UBS Covered Bonds Ushered Out 2008 on Positive Note
It’s not news that covered bonds are currently in the doldrums—even in their European strongholds—or that experts there predict relatively few new “jumbo” covered bonds in 2009. So it was encouraging to see UBS end the year with a Swiss issuance in the neighborhood of US $1.83 billion (two million Swiss francs).
UBS’ move—just before Christmas—came only weeks after media reports that the company was planning to get back into covered bonds. The issuance is backed by Swiss mortgages and subscribed by Swiss retail banks, according to Reuters.
Last year’s downturn for covered bonds in the wake of the liquidity crisis should not be allowed to obscure the many “firsts” for this financing vehicle outside their traditional territory. Here is a selection of illustrative news headlines or lead sentences (most dating from before Covered Bond InvestorTM was launched):
“Uruguay completes draft covered bond law”
“Canada’s credit unions are exploring ways of emulating Spain’s savings banks by issuing pooled covered bonds….”
“Covered Bonds set sail in Greece”
“Ukraine Enters the Covered Bond Market”
“S. Korea to allow local banks to sell covered bonds”
“Taiwan targets covered bonds….”
“Shinsei to raise $280 [million] in [Japan’s] first covered bond”
“Westpac [New Zealand] could take covered bonds down under”

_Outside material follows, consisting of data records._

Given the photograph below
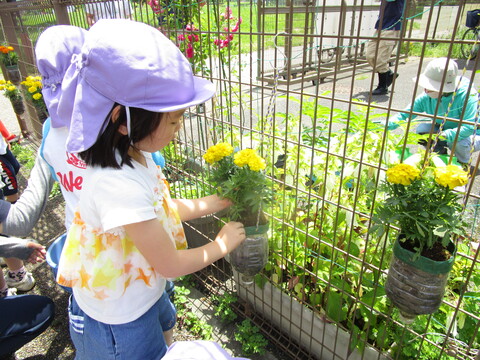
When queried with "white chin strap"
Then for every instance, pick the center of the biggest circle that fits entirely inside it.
(129, 127)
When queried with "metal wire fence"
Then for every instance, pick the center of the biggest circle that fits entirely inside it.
(293, 83)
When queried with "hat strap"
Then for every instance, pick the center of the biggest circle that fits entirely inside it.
(127, 111)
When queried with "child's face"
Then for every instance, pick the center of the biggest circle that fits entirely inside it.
(166, 132)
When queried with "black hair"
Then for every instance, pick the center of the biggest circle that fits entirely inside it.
(102, 153)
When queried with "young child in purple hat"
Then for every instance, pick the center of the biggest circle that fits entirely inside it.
(126, 93)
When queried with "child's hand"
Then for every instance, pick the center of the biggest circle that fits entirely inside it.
(38, 253)
(231, 235)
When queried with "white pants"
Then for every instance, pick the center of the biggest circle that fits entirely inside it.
(385, 49)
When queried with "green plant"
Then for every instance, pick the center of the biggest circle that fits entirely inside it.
(10, 90)
(217, 37)
(239, 177)
(187, 318)
(422, 202)
(33, 90)
(8, 56)
(223, 307)
(253, 342)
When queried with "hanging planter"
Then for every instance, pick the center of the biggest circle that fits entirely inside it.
(13, 74)
(42, 114)
(18, 106)
(416, 284)
(251, 256)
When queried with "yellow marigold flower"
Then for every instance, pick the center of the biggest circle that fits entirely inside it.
(450, 176)
(242, 157)
(257, 164)
(402, 174)
(249, 157)
(217, 152)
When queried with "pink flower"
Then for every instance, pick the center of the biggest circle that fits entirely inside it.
(193, 38)
(228, 14)
(190, 27)
(189, 51)
(237, 25)
(155, 6)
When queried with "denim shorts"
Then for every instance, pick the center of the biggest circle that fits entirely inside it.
(139, 339)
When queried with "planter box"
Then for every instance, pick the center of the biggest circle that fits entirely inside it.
(322, 339)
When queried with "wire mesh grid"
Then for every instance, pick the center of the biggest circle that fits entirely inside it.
(293, 82)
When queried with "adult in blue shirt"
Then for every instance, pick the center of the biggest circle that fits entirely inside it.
(388, 28)
(458, 100)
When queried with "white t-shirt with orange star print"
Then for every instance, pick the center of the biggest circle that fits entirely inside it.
(111, 280)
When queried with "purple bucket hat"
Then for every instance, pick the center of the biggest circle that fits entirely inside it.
(53, 51)
(129, 63)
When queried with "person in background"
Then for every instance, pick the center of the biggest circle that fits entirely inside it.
(110, 9)
(23, 317)
(378, 52)
(127, 92)
(7, 135)
(8, 170)
(456, 98)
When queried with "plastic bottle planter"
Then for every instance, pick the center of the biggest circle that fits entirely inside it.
(417, 287)
(18, 106)
(42, 114)
(13, 74)
(251, 256)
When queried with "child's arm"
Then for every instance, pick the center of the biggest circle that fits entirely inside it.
(189, 209)
(25, 213)
(155, 245)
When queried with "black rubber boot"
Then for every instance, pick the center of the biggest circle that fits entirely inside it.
(382, 87)
(390, 76)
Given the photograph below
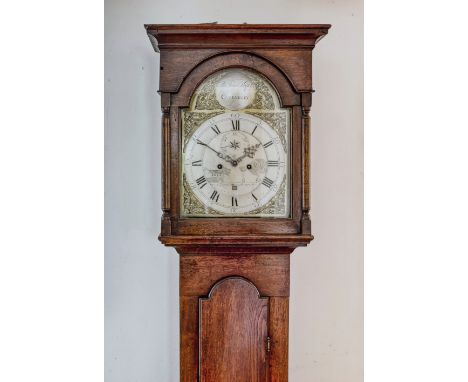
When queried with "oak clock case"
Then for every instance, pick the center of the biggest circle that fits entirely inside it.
(235, 188)
(235, 145)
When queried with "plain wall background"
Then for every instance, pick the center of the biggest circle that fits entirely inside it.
(141, 280)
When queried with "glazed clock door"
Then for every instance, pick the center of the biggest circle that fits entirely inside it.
(233, 333)
(235, 154)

“Mexico Mortgage Industry Mulls Creating Covered Bond
Market”
“The National Bank of Azerbaijan and IFC keep working on Draft on Housing
Finance Covered Bonds”
“OTP Mortgage Bank establishes first ECB eligible Hungarian covered bond
programme”
In the U.S., Treasury Secretary Paulson’s push supporting covered bonds for home mortgages was soon overshadowed by other developments, including the government’s de facto nationalization of Fannie Mae and Freddie Mac. But the brief burst of publicity has given the financing vehicle a higher profile here than ever before. At least, it’s something to build on—perhaps in ways that have nothing to do with residential real estate.